The Advanced Thermosphere Modelling for Orbit Prediction project aimed to build a new thermosphere model with the potential to spawn an operational version. Accurate models enable precise air drag computation which is mandatory for precise tracking of space objects in Low Earth Orbit. My role was to validate newly developed models at various periods during the solar cycle.
Ensemble techniques combine multiple models or data sets together to produce more accurate results. Perfected by weather forecasters and data scientists, I am developing this state-of-the-art technique for use in improving solar eruption forecasts.
FLARECAST developed a fully automated solar-flare forecasting system with advanced machine learning techniques and near-real-time verification. I was a Project Management Board member and Work Package contributer to the project, with my involvement focused on verification of results for operational use, scientific exploration, and dissemination to government, industry, and the public.

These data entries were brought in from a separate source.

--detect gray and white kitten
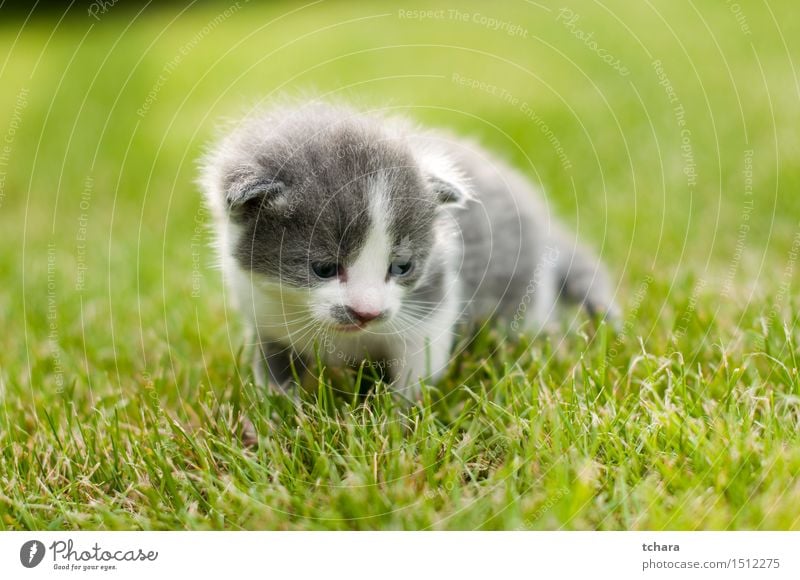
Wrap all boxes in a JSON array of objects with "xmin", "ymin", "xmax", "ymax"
[{"xmin": 201, "ymin": 102, "xmax": 616, "ymax": 397}]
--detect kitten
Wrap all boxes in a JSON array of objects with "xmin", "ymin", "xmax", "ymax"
[{"xmin": 201, "ymin": 102, "xmax": 617, "ymax": 397}]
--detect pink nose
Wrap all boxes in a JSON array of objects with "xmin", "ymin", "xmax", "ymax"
[{"xmin": 347, "ymin": 306, "xmax": 382, "ymax": 324}]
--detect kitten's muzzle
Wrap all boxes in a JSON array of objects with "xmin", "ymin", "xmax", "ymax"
[
  {"xmin": 344, "ymin": 306, "xmax": 383, "ymax": 325},
  {"xmin": 331, "ymin": 305, "xmax": 386, "ymax": 330}
]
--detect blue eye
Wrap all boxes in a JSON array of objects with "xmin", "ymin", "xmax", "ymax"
[
  {"xmin": 389, "ymin": 260, "xmax": 414, "ymax": 276},
  {"xmin": 311, "ymin": 262, "xmax": 340, "ymax": 280}
]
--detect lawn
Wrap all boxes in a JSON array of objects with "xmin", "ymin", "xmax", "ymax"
[{"xmin": 0, "ymin": 0, "xmax": 800, "ymax": 530}]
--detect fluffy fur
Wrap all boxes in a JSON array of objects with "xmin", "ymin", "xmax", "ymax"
[{"xmin": 201, "ymin": 102, "xmax": 616, "ymax": 396}]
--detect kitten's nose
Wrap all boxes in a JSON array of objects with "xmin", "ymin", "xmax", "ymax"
[{"xmin": 347, "ymin": 306, "xmax": 383, "ymax": 324}]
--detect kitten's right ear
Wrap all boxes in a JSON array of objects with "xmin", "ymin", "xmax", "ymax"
[{"xmin": 224, "ymin": 167, "xmax": 286, "ymax": 213}]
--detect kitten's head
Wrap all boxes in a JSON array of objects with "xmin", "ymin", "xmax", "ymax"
[{"xmin": 203, "ymin": 105, "xmax": 468, "ymax": 332}]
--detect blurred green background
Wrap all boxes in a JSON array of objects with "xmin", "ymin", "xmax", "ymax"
[{"xmin": 0, "ymin": 0, "xmax": 800, "ymax": 528}]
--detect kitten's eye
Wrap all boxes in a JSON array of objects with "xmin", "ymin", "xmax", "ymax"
[
  {"xmin": 311, "ymin": 262, "xmax": 339, "ymax": 280},
  {"xmin": 389, "ymin": 260, "xmax": 414, "ymax": 276}
]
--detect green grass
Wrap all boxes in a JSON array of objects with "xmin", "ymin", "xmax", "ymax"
[{"xmin": 0, "ymin": 0, "xmax": 800, "ymax": 530}]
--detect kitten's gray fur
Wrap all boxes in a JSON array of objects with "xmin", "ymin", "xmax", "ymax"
[{"xmin": 201, "ymin": 102, "xmax": 617, "ymax": 398}]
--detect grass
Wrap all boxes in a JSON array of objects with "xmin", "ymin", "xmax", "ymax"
[{"xmin": 0, "ymin": 0, "xmax": 800, "ymax": 530}]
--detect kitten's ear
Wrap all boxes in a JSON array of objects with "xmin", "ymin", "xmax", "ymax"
[
  {"xmin": 422, "ymin": 154, "xmax": 474, "ymax": 208},
  {"xmin": 224, "ymin": 167, "xmax": 286, "ymax": 212},
  {"xmin": 428, "ymin": 176, "xmax": 472, "ymax": 207}
]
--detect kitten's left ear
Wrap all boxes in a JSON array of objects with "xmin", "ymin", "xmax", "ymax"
[{"xmin": 423, "ymin": 157, "xmax": 474, "ymax": 208}]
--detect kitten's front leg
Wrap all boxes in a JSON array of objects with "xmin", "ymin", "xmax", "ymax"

Developed by the international solar flare research community and hosted by NASA's Community Coordinated Modeling Centre, the scoreboard is an automated system that allows model developers and operational space weather centres to upload their issued flare predictions. The forecasts are shown on an interactive display to allow real-time global comparison of predictions.
The Heliospheric Cataloguing, Analysis and Techniques Service provides detailed a large catalogue of coronal mass ejection (CME) events observed by heliospheric imagers onboard the two NASA/STEREO spacecraft. My role was to analyse the solar surface sources of the CMEs in the catalogue, correlating magnetic active region properties with CME kinematics.
The Solar Monitor Active Region Tracker is an automated system for detecting, tracking, and cataloguing solar active regions throughout their evolution. Originally written in the IDL programming language, I have now updated it with Python for use in operational solar eruption monitoring.